Por las inmediaciones de aquellos lugares merodeaba una bruja que causaba
muchos males a los habitantes y ganados de la zona; así que éstos acudieron al
abad a pedirle que les librara de ella. El abad salió de noche para conjurar a
la bruja y cuál no sería su sorpresa cuando se la encontró y reconoció en ella
aquella bella moza de la que en su juventud estuvo enamorado.
De inmediato brotó entre ellos la pasión del amor perdido tantos años y
fueron al pórtico de la cercana ermita, donde el abad olvidó sus votos de
castidad con el agravante de estar además en un lugar sagrado.

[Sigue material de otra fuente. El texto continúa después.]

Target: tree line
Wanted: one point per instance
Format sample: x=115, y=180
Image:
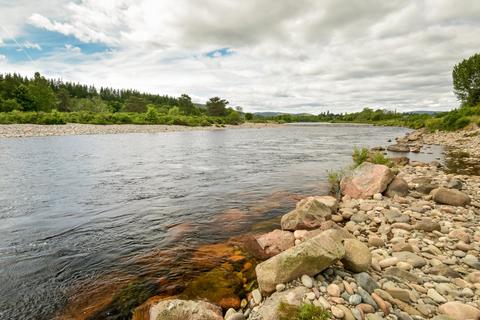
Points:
x=38, y=94
x=47, y=101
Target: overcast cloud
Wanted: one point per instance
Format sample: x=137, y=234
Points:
x=264, y=55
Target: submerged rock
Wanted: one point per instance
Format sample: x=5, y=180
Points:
x=276, y=241
x=175, y=309
x=221, y=286
x=271, y=308
x=310, y=213
x=398, y=148
x=366, y=180
x=309, y=257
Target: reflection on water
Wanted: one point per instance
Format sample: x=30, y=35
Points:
x=89, y=220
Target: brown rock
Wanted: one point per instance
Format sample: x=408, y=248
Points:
x=276, y=241
x=398, y=148
x=459, y=311
x=428, y=225
x=398, y=187
x=381, y=304
x=310, y=257
x=179, y=309
x=310, y=213
x=400, y=161
x=357, y=256
x=366, y=180
x=451, y=197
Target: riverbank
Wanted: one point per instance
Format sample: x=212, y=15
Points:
x=34, y=130
x=400, y=244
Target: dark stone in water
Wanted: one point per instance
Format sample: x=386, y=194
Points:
x=125, y=301
x=221, y=286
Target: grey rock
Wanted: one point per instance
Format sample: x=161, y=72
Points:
x=355, y=299
x=366, y=297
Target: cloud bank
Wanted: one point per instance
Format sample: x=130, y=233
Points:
x=290, y=56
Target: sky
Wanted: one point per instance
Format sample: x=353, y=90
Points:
x=264, y=55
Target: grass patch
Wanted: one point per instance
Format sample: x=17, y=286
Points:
x=334, y=177
x=303, y=312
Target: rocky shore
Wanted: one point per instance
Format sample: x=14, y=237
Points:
x=401, y=243
x=34, y=130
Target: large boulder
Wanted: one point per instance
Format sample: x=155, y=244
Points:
x=459, y=311
x=185, y=309
x=357, y=256
x=310, y=257
x=451, y=197
x=270, y=309
x=366, y=180
x=398, y=187
x=400, y=161
x=276, y=241
x=310, y=213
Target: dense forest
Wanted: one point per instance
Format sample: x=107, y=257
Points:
x=45, y=101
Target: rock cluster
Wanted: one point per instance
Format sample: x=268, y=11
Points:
x=395, y=247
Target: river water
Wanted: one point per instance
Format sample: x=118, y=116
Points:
x=80, y=214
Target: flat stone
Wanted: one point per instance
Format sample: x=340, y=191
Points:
x=365, y=281
x=307, y=281
x=310, y=257
x=397, y=273
x=435, y=296
x=337, y=312
x=366, y=297
x=459, y=311
x=357, y=256
x=399, y=293
x=355, y=299
x=411, y=258
x=333, y=290
x=257, y=296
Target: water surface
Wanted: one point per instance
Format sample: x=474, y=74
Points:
x=80, y=213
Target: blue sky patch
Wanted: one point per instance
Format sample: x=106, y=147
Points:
x=218, y=53
x=23, y=48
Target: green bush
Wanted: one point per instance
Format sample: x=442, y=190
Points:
x=461, y=123
x=334, y=177
x=359, y=156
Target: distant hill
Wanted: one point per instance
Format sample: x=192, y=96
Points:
x=273, y=114
x=422, y=112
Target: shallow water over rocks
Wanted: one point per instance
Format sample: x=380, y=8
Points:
x=92, y=226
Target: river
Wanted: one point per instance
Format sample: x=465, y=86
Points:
x=83, y=212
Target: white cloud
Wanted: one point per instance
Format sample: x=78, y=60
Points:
x=31, y=45
x=297, y=56
x=73, y=49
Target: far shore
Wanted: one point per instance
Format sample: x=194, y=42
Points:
x=35, y=130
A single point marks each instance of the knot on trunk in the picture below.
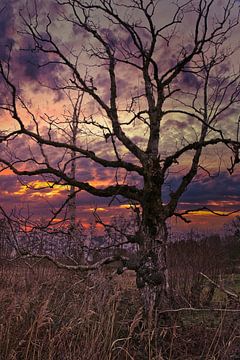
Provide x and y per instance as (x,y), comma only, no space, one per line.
(149,272)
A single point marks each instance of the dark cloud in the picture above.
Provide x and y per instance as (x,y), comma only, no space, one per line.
(6,29)
(221,192)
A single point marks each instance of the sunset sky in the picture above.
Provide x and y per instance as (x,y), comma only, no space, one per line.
(216,189)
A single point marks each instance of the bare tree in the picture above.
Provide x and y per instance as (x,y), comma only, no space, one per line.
(142,77)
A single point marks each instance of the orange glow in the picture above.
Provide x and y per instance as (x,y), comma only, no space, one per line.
(6,172)
(52,189)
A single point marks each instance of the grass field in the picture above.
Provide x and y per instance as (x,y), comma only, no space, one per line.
(59,315)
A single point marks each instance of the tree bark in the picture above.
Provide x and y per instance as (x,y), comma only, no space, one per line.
(152,274)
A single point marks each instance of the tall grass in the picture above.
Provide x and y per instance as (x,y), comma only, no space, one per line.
(48,314)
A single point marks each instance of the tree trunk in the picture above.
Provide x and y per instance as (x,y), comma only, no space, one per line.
(152,274)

En castigo, las torrenteras manaron agua acompañadas de un coro de rayos y truenos hasta inundar el valle y anegar la ermita, formando el lago de Carucedo, donde la noche de San Juan se puede oír el tañido de la campana de la ermita.
Como podéis ver, si nos acercamos
al lago la noche de San Juan podemos pasar una noche bastante entretenida entre
la ondina y la historia del abad.
Con ánimo de acercarnos al lago
por otro lado, entramos en el pueblo de Lago de Carucedo, curioso nombre para
un pueblo en el que llegar al lago es bastante difícil aunque al final lo
conseguimos. Habíamos dejado el coche estacionado junto a la iglesia y
aprovechamos para entrar en su recinto exterior, el interior estaba cerrado, y
subirnos a la espadaña a ver las campanas de cerca.
Con eso ya dimos por terminada
nuestra excursión y enfilamos hacia San Miguel, a donde llegamos un poco antes
de la hora de cenar. La cena fue, como siempre, sabrosa y abundante. Terminada
la cena, mis tías se quedaron charlando reja por medio pero nosotros, que
estábamos bastante cansados después del “pateo medular” nos fuimos a dormir
porque además, al día siguiente íbamos a madrugar para ir a ver amanecer des
algún punto elevado del pueblo.
Habíamos quedado a las 7:30 de la
mañana, por lo que, el despertador sonó un poco antes para dar tiempo a
despabilarse, forrarse un poco y salir a buscar ese punto elevado desde el que
ver la salida del sol. Hacía bastante frío, como corresponde a esa zona,
cercana a las montañas y con varios ríos cerca, cuando salimos del convento.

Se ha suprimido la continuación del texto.